LinuxLists.cc - [PATCH net 0/2] net: ipa: fix two replenish bugs

2022-01-11 19:21:57

Subject: [PATCH net 0/2] net: ipa: fix two replenish bugs

This series contains two fixes for bugs in the IPA receive buffer
replenishing code.

-Alex

Alex Elder (2):
net: ipa: fix atomic update in ipa_endpoint_replenish()
net: ipa: prevent concurrent replenish

drivers/net/ipa/ipa_endpoint.c | 20 ++++++++++++++++----
drivers/net/ipa/ipa_endpoint.h | 2 ++
2 files changed, 18 insertions(+), 4 deletions(-)

--
2.32.0

2022-01-11 19:21:59

by Alex Elder

[permalink] [raw]

Subject: [PATCH net 1/2] net: ipa: fix atomic update in ipa_endpoint_replenish()
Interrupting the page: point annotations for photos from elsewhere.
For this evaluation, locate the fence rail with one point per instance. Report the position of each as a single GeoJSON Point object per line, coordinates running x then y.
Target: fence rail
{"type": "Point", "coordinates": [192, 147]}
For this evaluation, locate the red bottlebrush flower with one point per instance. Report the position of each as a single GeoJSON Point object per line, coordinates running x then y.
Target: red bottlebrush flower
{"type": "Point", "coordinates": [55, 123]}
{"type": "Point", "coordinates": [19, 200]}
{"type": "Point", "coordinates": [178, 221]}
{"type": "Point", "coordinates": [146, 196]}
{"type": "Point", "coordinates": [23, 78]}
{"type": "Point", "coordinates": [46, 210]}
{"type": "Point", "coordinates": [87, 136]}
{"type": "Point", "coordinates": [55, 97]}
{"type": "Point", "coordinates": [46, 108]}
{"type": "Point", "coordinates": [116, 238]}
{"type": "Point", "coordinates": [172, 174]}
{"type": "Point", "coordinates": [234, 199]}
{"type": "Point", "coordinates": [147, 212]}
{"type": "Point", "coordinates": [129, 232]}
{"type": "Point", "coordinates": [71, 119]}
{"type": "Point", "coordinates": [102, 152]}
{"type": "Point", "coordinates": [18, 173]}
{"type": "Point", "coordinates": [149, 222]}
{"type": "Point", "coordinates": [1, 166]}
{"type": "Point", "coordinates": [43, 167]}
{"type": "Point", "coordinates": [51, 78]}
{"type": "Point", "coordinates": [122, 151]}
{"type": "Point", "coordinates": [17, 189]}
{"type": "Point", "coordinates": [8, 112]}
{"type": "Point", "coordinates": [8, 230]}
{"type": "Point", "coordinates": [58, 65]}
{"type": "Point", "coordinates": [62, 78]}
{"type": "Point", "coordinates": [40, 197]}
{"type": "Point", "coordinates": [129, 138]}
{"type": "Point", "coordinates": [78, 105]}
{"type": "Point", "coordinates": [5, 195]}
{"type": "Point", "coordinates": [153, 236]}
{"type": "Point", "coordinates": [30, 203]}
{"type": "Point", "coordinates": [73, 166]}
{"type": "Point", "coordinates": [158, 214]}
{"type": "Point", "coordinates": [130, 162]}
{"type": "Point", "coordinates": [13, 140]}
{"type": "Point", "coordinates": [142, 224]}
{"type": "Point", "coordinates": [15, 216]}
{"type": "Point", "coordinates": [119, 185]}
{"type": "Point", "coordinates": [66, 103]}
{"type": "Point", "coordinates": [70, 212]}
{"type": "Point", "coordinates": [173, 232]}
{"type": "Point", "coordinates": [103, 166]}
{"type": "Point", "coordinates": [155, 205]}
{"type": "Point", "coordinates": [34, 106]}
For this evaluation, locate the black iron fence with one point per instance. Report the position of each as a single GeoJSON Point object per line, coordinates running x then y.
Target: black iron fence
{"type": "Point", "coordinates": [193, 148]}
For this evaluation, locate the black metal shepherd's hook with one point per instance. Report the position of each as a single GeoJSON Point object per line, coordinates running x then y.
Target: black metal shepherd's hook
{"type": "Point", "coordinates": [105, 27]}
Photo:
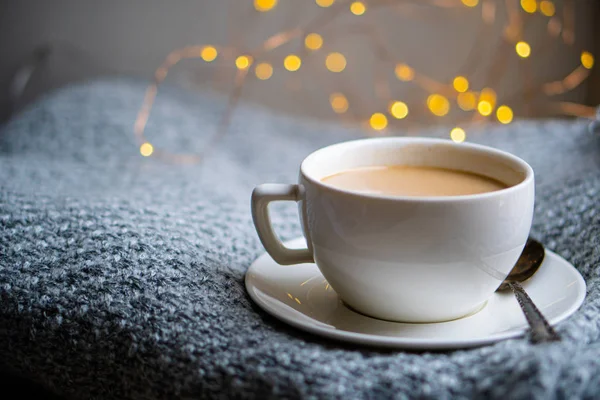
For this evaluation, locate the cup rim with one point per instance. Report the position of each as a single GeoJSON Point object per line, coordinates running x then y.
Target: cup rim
{"type": "Point", "coordinates": [529, 174]}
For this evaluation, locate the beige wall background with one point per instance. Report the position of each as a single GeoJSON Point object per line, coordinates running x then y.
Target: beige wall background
{"type": "Point", "coordinates": [128, 37]}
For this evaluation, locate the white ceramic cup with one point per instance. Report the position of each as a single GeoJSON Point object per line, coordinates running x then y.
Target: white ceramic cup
{"type": "Point", "coordinates": [412, 259]}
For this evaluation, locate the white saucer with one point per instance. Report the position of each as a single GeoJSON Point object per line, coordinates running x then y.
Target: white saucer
{"type": "Point", "coordinates": [300, 296]}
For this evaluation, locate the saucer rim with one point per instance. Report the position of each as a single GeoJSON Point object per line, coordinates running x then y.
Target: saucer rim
{"type": "Point", "coordinates": [403, 342]}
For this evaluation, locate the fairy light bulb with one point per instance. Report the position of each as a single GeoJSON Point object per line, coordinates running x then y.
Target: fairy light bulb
{"type": "Point", "coordinates": [461, 84]}
{"type": "Point", "coordinates": [523, 49]}
{"type": "Point", "coordinates": [358, 8]}
{"type": "Point", "coordinates": [399, 109]}
{"type": "Point", "coordinates": [504, 114]}
{"type": "Point", "coordinates": [208, 53]}
{"type": "Point", "coordinates": [339, 103]}
{"type": "Point", "coordinates": [313, 41]}
{"type": "Point", "coordinates": [146, 149]}
{"type": "Point", "coordinates": [458, 135]}
{"type": "Point", "coordinates": [263, 71]}
{"type": "Point", "coordinates": [378, 121]}
{"type": "Point", "coordinates": [292, 62]}
{"type": "Point", "coordinates": [404, 72]}
{"type": "Point", "coordinates": [335, 62]}
{"type": "Point", "coordinates": [264, 5]}
{"type": "Point", "coordinates": [438, 104]}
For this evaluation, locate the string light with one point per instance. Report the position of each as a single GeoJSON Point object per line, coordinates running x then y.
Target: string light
{"type": "Point", "coordinates": [358, 8]}
{"type": "Point", "coordinates": [335, 62]}
{"type": "Point", "coordinates": [587, 59]}
{"type": "Point", "coordinates": [324, 3]}
{"type": "Point", "coordinates": [547, 8]}
{"type": "Point", "coordinates": [504, 114]}
{"type": "Point", "coordinates": [292, 62]}
{"type": "Point", "coordinates": [523, 49]}
{"type": "Point", "coordinates": [404, 72]}
{"type": "Point", "coordinates": [243, 62]}
{"type": "Point", "coordinates": [438, 104]}
{"type": "Point", "coordinates": [313, 41]}
{"type": "Point", "coordinates": [458, 135]}
{"type": "Point", "coordinates": [263, 71]}
{"type": "Point", "coordinates": [208, 53]}
{"type": "Point", "coordinates": [146, 149]}
{"type": "Point", "coordinates": [399, 109]}
{"type": "Point", "coordinates": [264, 5]}
{"type": "Point", "coordinates": [470, 3]}
{"type": "Point", "coordinates": [339, 103]}
{"type": "Point", "coordinates": [466, 101]}
{"type": "Point", "coordinates": [529, 6]}
{"type": "Point", "coordinates": [461, 84]}
{"type": "Point", "coordinates": [378, 121]}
In ipa_endpoint_replenish(), if an error occurs when attempting to
replenish a receive buffer, we just quit and try again later. In
that case we increment the backlog count to reflect that the attempt
was unsuccessful. Then, if the add_one flag was true we increment
the backlog again.

This second increment is not included in the backlog local variable
though, and its value determines whether delayed work should be
scheduled. This is a bug.

Fix this by determining whether 1 or 2 should be added to the
backlog before adding it in a atomic_add_return() call.
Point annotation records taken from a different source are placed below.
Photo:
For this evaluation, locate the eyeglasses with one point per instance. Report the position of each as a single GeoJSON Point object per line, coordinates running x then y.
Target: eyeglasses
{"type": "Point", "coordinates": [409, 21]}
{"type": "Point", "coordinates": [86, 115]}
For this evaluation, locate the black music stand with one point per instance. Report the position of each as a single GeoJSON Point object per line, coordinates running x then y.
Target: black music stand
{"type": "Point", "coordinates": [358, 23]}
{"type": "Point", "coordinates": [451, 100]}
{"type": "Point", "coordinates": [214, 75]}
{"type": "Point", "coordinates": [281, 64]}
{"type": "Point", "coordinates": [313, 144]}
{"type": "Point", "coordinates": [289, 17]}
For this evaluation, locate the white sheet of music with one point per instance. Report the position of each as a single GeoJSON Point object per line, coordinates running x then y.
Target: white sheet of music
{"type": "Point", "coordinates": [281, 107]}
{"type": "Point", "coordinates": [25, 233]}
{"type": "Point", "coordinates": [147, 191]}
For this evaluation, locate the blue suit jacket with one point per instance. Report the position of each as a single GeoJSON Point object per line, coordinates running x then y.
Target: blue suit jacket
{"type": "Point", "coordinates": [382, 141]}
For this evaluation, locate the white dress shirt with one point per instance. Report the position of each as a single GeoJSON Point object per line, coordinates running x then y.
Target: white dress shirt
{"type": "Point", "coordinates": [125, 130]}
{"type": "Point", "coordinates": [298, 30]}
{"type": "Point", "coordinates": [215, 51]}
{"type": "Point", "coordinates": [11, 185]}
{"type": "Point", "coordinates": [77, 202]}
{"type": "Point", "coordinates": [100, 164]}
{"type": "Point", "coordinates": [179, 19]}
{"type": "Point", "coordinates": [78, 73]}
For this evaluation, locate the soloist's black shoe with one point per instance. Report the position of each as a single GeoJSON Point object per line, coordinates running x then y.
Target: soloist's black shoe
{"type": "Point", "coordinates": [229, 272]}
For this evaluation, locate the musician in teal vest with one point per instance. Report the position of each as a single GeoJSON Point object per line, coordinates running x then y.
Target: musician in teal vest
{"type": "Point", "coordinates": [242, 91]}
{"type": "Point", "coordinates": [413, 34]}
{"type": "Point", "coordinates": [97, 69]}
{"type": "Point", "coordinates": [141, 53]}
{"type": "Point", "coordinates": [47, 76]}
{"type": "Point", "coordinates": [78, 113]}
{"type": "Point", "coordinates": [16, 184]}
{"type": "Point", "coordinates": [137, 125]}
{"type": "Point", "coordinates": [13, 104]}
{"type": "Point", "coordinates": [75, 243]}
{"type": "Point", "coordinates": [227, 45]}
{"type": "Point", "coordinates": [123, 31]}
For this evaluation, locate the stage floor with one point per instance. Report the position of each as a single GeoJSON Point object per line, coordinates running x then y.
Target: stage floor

Fixes: 84f9bd12d46db ("soc: qcom: ipa: IPA endpoints")
Signed-off-by: Alex Elder <[email protected]>
---
drivers/net/ipa/ipa_endpoint.c | 7 +++----
1 file changed, 3 insertions(+), 4 deletions(-)

diff --git a/drivers/net/ipa/ipa_endpoint.c b/drivers/net/ipa/ipa_endpoint.c
index 49d9a077d0375..8b055885cf3cf 100644
--- a/drivers/net/ipa/ipa_endpoint.c
+++ b/drivers/net/ipa/ipa_endpoint.c
@@ -1080,6 +1080,7 @@ static void ipa_endpoint_replenish(struct ipa_endpoint *endpoint, bool add_one)
{
struct gsi *gsi;
u32 backlog;
+ int delta;

if (!endpoint->replenish_enabled) {
if (add_one)
@@ -1097,10 +1098,8 @@ static void ipa_endpoint_replenish(struct ipa_endpoint *endpoint, bool add_one)

try_again_later:
/* The last one didn't succeed, so fix the backlog */
- backlog = atomic_inc_return(&endpoint->replenish_backlog);
-
- if (add_one)
- atomic_inc(&endpoint->replenish_backlog);
+ delta = add_one ? 2 : 1;
+ backlog = atomic_add_return(delta, &endpoint->replenish_backlog);

/* Whenever a receive buffer transaction completes we'll try to
* replenish again. It's unlikely, but if we fail to supply even
--
2.32.0

2022-01-11 19:22:03

by Alex Elder

[permalink] [raw]

Subject: [PATCH net 2/2] net: ipa: prevent concurrent replenish

We have seen cases where an endpoint RX completion interrupt arrives
while replenishing for the endpoint is underway. This causes another
instance of replenishing to begin as part of completing the receive
transaction. If this occurs it can lead to transaction corruption.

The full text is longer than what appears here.